Выбрать главу

— Андре Жид. Ты его знаешь? Нет?

— Знаю, конечно, — ответил Гранж. — Только я его не узнал.

— Кто это? — поинтересовалась Полетта.

— Это Андре Жид, писатель, — пояснил Поль.

— Ой! Он в партии?

— Нет, — сказал Поль. — Он сочувствующий. Понимаешь, когда такие типы выступают с правильными заявлениями, это очень важно. Это нам помощь.

— Понимаю, — сказала Полетта. — А он не притворяется?

— Что за вопрос! — возмутился Поль. — Какая ему выгода быть с нами?
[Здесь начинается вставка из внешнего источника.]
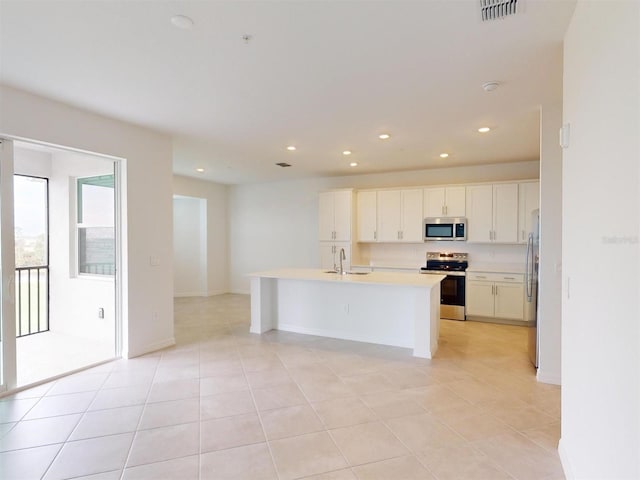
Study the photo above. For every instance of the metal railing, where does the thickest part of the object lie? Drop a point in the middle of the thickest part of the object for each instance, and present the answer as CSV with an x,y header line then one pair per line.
x,y
32,300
А ты что, не доверяешь ему, Пули?

Он шутливо ткнулся носом в шею подружки. Обнял ее за талию.

— Надо бы нам с тобой как-нибудь к морю съездить, — сказал он.

— Почему ты об этом вдруг заговорил?

— Да так… Посмотрел фильм, ну и подумал.

— Странно, — сказала она, и голос ее дрогнул, — я тоже об этом подумала.

Они никогда не видели моря. Никогда не видели чаек, разве что в холода, когда, гонимые стужей, морские беглянки долетали, случалось, до моста Берси.

Полетта сама не знает, действительно ли ее тянет к морю или просто ей хочется провести с Полем отпуск в одном из тех отелей, где вас еще с вечера спрашивают, подать ли вам утром шоколад или кофе. Она и представить не может себе, какой твердый бывает песок на пляже после отлива, где, едва успеет схлынуть вода, уже появляются курортники, вышедшие спозаранку на поиски мидий и морских ракушек, какой соленый бывает воздух — он, конечно, выветрил бы запах химикалий из ее волос, хотя его не могут отбить даже «Грезы вальса». Ни просто счастья недельного отдыха…

— Море… — говорит Поль. — Все-таки удивительно ни разу не побывать на море. В школе тебя учат, что Франция омывается четырьмя морями, а ты ни одного из них не видел!

Наконец-то Казо удалось представиться Андре Жиду.

— Может быть… проводить вас?

Фразу он закончил невнятным бормотаньем.

— Нет, нет, — ответил писатель. — Спасибо, не надо. — И добавил: — Великолепно.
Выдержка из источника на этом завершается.